Grandstand was what we tended to watch and I can still picture the opening titles with the old fashioned camera and four small shots of different sports. David Coleman probably had a large hand in the presentation of the programme or the commentary on the events, proving once again how little some things change. There would be horse racing, motorbike scrambling, hill climbs and rugby league amongst a whole host of sports. To a young boy, the sounds associated with rugby league were exotic; something, which I realised in later years, was not the case. The pronunciation of the great Eddie "Up and Under" Waring gave a poetic ring to such ordinary places as Warrington, Widnes and Hunslet. The pictures were black and white, which caused endless confusion on those dark, rainy afternoons when all the players were covered in mud. The uniform greyness of pitch, teams and crowd made recognition and distinction difficult.

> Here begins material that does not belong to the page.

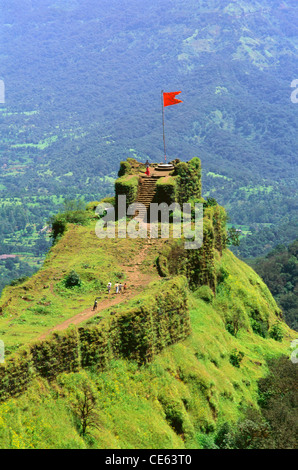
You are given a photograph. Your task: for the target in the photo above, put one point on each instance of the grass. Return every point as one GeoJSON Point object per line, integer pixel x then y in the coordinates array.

Another lingering memory will always be the snooker extravaganza “Pot Black”. The programme featured the top sixteen players with televised matches over a thirteen-week period. On one occasion the commentator, the “whispering Ted Lowe” proclaimed “Alex Higgins would pot the red into the middle pocket, followed by a pink into the top pocket”. What a wonderful commentary considering most of us were watching on a black and white screen. Pot Black was recorded at BBC Pebblemill. The recordings sessions lasted three days and usually took place after Christmas. Tickets were free of charge but you were always told not to tell your friends the results. Especially if you had seen the semi-final or final, which wasn’t screened until May.
At that time the radio was a very popular form of entertainment. Sunday I would listen to “Two Way Family Favourites”; “Jimmy Clitheroe”; “Round the Horne” and, of course, “The Goons”. Listening to music has always given me a lot of pleasure, I can remember having my first Dansette record player for my birthday.
The purchase of my first records to go with it, “Does your Chewing Gum Lose it’s flavour?” by Lonnie Donegan;” That’ll be the Day” by Buddy Holly and the Crickets and “Singing the Blues” by Guy Mitchell, all on 78rpm and I do believe they cost between 6/3d and 6/11d. Later in the swinging 60s singles stacked up seven or eight high on the turntable. Cilla Black, The Beatles, The Dave Clark Five, The Tremeloes and The Kinks being some of the people I would listen to. I have always had a passion for Tamla Motown with the Four Tops, Temptations and my all time favourite Diana Ross.
I can also remember, in fact I think it is still in the loft, my first tape-recorder. I think it was a Phillips, reel to reel. The microphone that I would stand as near to the loudspeaker as I could get, in order to record the “Top Twenty” on a Sunday afternoon. Mum and Dad would try not to make a sound if they came into the room, as that mike would pick up every sound.
So, that's it. There is undoubtedly much more I could recall if only my memory wasn't starting to fade. These are my memories and they are personal, happy and probably unremarkable, though hopefully some of you will understand and share them. They are my memories of a time long gone and of a lifestyle much changed by the passing of the years.
To youngsters of today it is a very visual world, a world of automation and technology. Senses, which to us were important, are no longer relevant to a changing society. The home was important, simple pleasures were treasured and we found endless hours of pleasure in a skipping rope, a football up the park or a jigsaw. No doubt our children will say the same when they are our age, I am sure our parents did.